Step-by-step explanation:
Finding Mean and Median House Prices
Mean (average):
Add all the house prices and divide by the number of houses:
Mean = (25,000 + 50,000 + 60,000 + 180,000 + 100,000 + 130,000 + 170,000 + 200,000 + 125,000 + 240,000 + 190,000 + 1,000,000) / 12 houses
= 2470000/12
= 205833.33333333
= 205833.33
Median:
Order the house prices from lowest to highest:
25,000, 50,000, 60,000, 100,000, 125,000, 130,000, 170,000, 180,000, 190,000, 200,000, 240,000, 1,000,000
Since we have 12 houses (even number), the median is the middle value:
Middle value is: 6th term and 7th term
which is: 130,000 and 170,000
We can find the median by dividing the sum of 6th and 7th term by 2.
Median = (130,000+170,000)/2
=300,000/2
= 150,000
More Informative Measure: Median
In this case, the median (150,000) is a more informative measure of the average house price on this street compared to the mean (205,833.33).
Reasoning:
The data set has a significant outlier, which is the $1,000,000 house price.

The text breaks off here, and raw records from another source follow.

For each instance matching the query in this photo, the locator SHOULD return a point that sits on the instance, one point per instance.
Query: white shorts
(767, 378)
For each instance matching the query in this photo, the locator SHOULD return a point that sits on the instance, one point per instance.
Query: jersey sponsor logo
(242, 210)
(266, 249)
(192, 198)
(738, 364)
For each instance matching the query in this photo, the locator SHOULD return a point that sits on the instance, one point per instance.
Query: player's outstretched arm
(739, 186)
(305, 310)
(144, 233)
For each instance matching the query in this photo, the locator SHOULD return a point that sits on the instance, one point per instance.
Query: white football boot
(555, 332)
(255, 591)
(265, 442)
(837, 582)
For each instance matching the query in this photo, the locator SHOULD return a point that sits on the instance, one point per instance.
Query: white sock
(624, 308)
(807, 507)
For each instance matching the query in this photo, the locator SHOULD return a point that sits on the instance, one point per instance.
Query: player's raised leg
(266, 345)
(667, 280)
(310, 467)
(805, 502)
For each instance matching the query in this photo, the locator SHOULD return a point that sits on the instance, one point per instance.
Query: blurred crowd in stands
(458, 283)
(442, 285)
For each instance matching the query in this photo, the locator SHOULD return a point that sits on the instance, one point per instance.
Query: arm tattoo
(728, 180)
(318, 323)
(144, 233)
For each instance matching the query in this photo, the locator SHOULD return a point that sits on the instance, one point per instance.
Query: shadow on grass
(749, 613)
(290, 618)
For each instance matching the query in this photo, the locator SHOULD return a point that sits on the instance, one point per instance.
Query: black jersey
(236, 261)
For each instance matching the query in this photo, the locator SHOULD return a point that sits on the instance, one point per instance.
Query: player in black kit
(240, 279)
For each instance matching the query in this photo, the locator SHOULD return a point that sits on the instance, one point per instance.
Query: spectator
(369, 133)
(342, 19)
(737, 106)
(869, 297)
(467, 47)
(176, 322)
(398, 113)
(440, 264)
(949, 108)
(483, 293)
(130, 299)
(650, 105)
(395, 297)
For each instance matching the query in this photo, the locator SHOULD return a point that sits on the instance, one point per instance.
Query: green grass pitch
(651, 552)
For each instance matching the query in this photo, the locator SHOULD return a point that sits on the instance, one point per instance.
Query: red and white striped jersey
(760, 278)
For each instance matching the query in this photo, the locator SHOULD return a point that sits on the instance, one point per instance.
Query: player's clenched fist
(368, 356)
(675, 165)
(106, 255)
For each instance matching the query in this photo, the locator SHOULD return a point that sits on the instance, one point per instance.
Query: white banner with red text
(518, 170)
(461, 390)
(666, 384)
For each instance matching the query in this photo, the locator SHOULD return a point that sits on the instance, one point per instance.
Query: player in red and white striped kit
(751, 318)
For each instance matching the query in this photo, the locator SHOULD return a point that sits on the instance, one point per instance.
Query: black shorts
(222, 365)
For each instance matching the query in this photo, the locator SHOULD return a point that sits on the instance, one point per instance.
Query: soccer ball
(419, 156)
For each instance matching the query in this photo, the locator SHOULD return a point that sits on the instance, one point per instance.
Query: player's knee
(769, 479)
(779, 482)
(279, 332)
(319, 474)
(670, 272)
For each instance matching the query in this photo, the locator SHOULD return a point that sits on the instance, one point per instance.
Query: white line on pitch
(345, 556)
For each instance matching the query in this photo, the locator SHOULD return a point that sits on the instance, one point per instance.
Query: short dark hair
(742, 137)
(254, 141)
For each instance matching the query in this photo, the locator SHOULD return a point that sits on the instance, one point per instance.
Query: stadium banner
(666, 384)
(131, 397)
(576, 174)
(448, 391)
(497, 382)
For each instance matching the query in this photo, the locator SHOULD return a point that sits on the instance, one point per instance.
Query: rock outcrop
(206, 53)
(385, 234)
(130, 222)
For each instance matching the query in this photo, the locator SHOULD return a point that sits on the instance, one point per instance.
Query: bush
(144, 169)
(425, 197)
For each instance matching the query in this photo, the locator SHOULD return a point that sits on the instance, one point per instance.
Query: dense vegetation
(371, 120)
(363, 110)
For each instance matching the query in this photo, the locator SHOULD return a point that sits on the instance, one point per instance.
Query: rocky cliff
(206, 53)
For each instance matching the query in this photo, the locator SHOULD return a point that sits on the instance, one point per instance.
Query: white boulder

The mean is sensitive to outliers and gets skewed towards the extreme value.
The median, however, is not affected as much by outliers and provides a better representation of the "typical" house price in the neighborhood, which is likely closer to $150,000.
Conclusion:
While the mean can be useful in some cases, the presence of an outlier makes the median a more reliable indicator of the central tendency (average) for house prices in this neighborhood. The median represents the price point where half the houses are more expensive and half are less expensive.